During your experiments, you will need to collect and record all data. At the end, you will need to calculate the degrees of freedom, mean, and standard deviation. The standard deviation will give you a measure of the variation of your data. A small standard deviation indicates the data is close to the average. You want a small standard deviation when trying to achieve repeatability.
Accuracy vs. Repeatability: What’s the Difference?
While both accuracy and repeatability are important, repeatability tends to be more important than accuracy in many applications. You can have accurate results that are not repeatable and repeatable results that are not accurate. Accuracy is how close a measurement is to the true value, while repeatability is the measurement of the ability to subsequently hit the same target value or result.
Accuracy vs. Repeatability: Who Would Use Accuracy and/or Repeatability?
Both accuracy and repeatability should be used when performing any experiment or evaluating data in any industry. These measurements give a broad understanding of the data and offer insights into where you can make improvements. While one measurement might be more valuable than the other, there are situations in which you want to achieve both accuracy and repeatability.
For example, in order to perform accurate experiments with reliable results, your measuring devices and other equipment should provide both accurate and repeatable results. During the calibration process, you want to make sure your equipment is providing accurate results over and over again. This will give you the most accurate data to work with. This is especially important in manufacturing and clinical experiments.
Choosing Between Accuracy and Repeatability: Real World Scenarios
When choosing between accuracy and repeatability, you need to determine what the goal for the end result is. Do you want an experiment to be repeatable so it can then be reproducible? Or do you need both accuracy and repeatability to achieve the desired result?
Let’s say you are practicing shooting your rifle for a competition or upcoming hunt. You want your shots to be both accurate and repeatable. If you shoot your target and the holes are spread out all over, the rifle is neither accurate nor repeatable. If the holes are clustered together but off from the bullseye, the rifle is repeatable but not accurate. You will need to keep making adjustments to the scope and shooting until you have holes that are clustered together around the bullseye. Only then is the rifle producing both accurate and repeatable results.

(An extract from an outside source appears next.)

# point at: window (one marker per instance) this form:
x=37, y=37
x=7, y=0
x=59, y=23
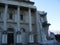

The accuracy of a measurement may be more important in clinical research. Let’s say you are doing an experiment on the blood sugar levels of a certain age group of men. You want your testing devices to be as accurate as possible so they provide you with the most accurate data to analyze. While the results may not be repeatable, given the nature of the experiment, the accuracy of the testing gives you reliable data to work with.
While the differences between accuracy and repeatability are significant, and each gives different insights into a set of data or experiment, both are important and have their place. You might use accuracy in parts of your criteria, but your end goal is repeatability. For example, if you want to achieve repeatability of an experiment, your tools and measuring devices need to produce both accurate and repeatable results themselves. What you choose and when depends on your industry, experiment, and the results you want to achieve.